Until the spring of 2018, Ameer Vann was living a Hip Hop rags-to-riches fantasy. As part of Brockhampton, he signed a lucrative deal with RCA and resided in a spacious house in the Hollywood Hills.
But suddenly, he was hit with allegations of abuse and sexual misconduct.
Vann was quickly fired from the group and as they toured the world and released back-to-back projects, he faded from the zeitgeist. His first release since his fall from grace, Emmanuel, is moody, troubling and masterfully constructed. As the #MeToo movement has gained momentum, alleged abusers have used their art to mask their wrongdoings with introspection. This could be seen in XXXTENTACION’s late work, Kodak Black’s last album and now Vann follows suit with this bleak EP.
In the Saturation trilogy, Vann’s gloomy verses were often sandwiched between a pop hook and a bandmate’s quirky bars. Emmanuel lacks any of Brockhampton’s brightness or youthful fun.
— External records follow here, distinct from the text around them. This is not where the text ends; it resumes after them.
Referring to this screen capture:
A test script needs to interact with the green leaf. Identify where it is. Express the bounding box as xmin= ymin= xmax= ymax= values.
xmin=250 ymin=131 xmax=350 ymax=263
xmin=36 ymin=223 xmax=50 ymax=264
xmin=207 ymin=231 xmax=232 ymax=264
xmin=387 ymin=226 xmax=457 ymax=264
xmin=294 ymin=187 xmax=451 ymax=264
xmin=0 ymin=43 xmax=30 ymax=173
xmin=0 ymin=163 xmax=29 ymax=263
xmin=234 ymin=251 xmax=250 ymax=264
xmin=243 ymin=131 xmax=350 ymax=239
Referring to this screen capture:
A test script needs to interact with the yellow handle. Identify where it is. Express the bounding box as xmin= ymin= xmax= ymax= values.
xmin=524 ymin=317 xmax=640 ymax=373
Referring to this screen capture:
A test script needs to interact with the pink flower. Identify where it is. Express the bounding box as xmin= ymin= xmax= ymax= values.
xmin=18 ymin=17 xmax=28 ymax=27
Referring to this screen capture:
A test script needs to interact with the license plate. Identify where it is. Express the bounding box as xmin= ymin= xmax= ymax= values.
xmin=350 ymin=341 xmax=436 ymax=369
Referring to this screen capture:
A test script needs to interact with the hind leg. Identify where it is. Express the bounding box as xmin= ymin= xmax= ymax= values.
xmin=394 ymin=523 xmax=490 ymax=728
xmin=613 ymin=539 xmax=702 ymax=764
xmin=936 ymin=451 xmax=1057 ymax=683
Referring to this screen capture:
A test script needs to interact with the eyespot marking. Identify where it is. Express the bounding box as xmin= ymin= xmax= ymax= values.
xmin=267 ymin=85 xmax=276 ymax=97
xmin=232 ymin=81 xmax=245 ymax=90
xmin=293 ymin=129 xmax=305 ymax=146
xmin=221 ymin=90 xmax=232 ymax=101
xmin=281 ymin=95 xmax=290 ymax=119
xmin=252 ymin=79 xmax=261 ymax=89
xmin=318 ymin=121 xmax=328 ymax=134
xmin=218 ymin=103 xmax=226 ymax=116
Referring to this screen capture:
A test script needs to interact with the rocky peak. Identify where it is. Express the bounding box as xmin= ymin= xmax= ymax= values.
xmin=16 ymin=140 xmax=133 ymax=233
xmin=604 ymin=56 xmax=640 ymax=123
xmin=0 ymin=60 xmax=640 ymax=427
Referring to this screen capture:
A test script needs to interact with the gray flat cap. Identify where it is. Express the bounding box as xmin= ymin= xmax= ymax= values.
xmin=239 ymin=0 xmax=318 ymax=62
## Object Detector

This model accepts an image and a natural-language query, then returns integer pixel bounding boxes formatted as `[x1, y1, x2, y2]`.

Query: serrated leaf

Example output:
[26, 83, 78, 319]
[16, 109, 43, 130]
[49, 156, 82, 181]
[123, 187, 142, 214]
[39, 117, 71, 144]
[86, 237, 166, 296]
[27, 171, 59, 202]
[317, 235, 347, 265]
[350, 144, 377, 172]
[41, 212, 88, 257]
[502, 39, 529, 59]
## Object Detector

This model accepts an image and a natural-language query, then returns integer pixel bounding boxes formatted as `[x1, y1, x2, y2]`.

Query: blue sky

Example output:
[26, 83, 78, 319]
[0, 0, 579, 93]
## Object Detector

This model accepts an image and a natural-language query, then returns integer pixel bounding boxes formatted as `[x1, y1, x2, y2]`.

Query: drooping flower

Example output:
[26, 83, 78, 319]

The EP’s titular track has Vann rapping along to a minimal, bass-heavy beat, opening up a Pandora’s box of emotions and divulging his regrets: “I am broken, I am tired,/ I am lonely and depressed /I am made up of mistakes, I’ll start goin’ down the list/ I’m a product of my father, I’m an addict like my sister.”
At times, Vann is self-pitying, suicidal and repentful. While at other points, he’s throwing jabs at his former bandmates as if he’s the one who was wronged. On “Pop Trunk,” he threatens to wait outside his ex-friends’ home with a radio, blasting Houston rapper Screw’s album Pop Trunk. In addition to flexing his hometown roots, it’s also an act of stubborn defiance; unlike those who betrayed him, he hasn’t forgotten where he’s from.
This bravado carries over into the EP’s crown jewel, “Glock 19,” where Vann raps about his self-destructive tendencies over a stunning, bouncy beat courtesy of Cool & Dre. He addresses a myriad of personal issues with gusto — drug addiction, aggression and a history of trauma. Though he may seem nihilistic, he hints at trying to be a better person on “Los Angeles.” But on “Sunday Night,” he’s once again bitter and rapping bars like, “N*ggas supposed to stick up for they brothers, but we see they don’t/ I got all that gutter and that meaning that they fiending for.” Emmanuel concludes with “Plastic.” Accompanied by some meditative, soothing production, Vann unpacks his past behavior.
Anyone looking for a proper apology from Vann will be disappointed by Emmanuel. This compelling EP is less about personal growth and more about embracing one’s demons. Instead of trying to change his public image, Vann is contemplating whether or not he should fully lean into a villain persona.